Starting around 1826, James South made plans for a new, larger telescope, an equatorially mounted achromatic refractor (a telescope with a lens) in a new observatory. He bought a 12-inch (actually about 11.8) aperture lens from Robert-Aglaé Cauchoix in Paris for about 1000 pounds, large enough to be the biggest achromatic object lens in the world at the time. The telescope for the lens was completed, but dismantled around 1838. The next largest refractor, was at the Markree Observatory, which successfully completed a 13.3 inch refractor (also a Cauchoix of Paris lens) in the 1830s on a Thomas Grubb mount. The problem for James South's telescope was the equatorial mount.
South was involved in a notorious lawsuit brought against him by the instrument maker Edward Troughton over this equatorial-mount telescope which the latter had constructed for him, and which South considered defective. Troughton sued him for payment and won. South promptly demolished the telescope mount; the 12 inch lens, which had been purchased separately, was preserved and presented to the (Dublin) Dunsink Observatory in 1862. The Observatory mounted it on a Grubb equatorial, where it survives to the present day. (See also Great refractors)

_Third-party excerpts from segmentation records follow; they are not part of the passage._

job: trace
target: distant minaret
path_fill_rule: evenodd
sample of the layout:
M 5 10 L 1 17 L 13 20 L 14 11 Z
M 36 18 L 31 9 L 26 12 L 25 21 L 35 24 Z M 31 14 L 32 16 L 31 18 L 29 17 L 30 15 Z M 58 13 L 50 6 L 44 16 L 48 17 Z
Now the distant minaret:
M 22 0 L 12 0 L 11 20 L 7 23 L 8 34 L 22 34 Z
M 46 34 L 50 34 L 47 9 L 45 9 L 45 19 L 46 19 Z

He died at the observatory on Campden Hill on 19 October 1867.
In 1816 he married Charlotte Ellis (d.1851). She was an heiress and his new-found wealth enabled him to give up surgery and concentrate on astronomy.
South and John Herschel jointly produced a catalogue of 380 double stars in 1824, reobserving many of the double stars that had been discovered by William Herschel. South then continued and observed another 458 double stars over the following year.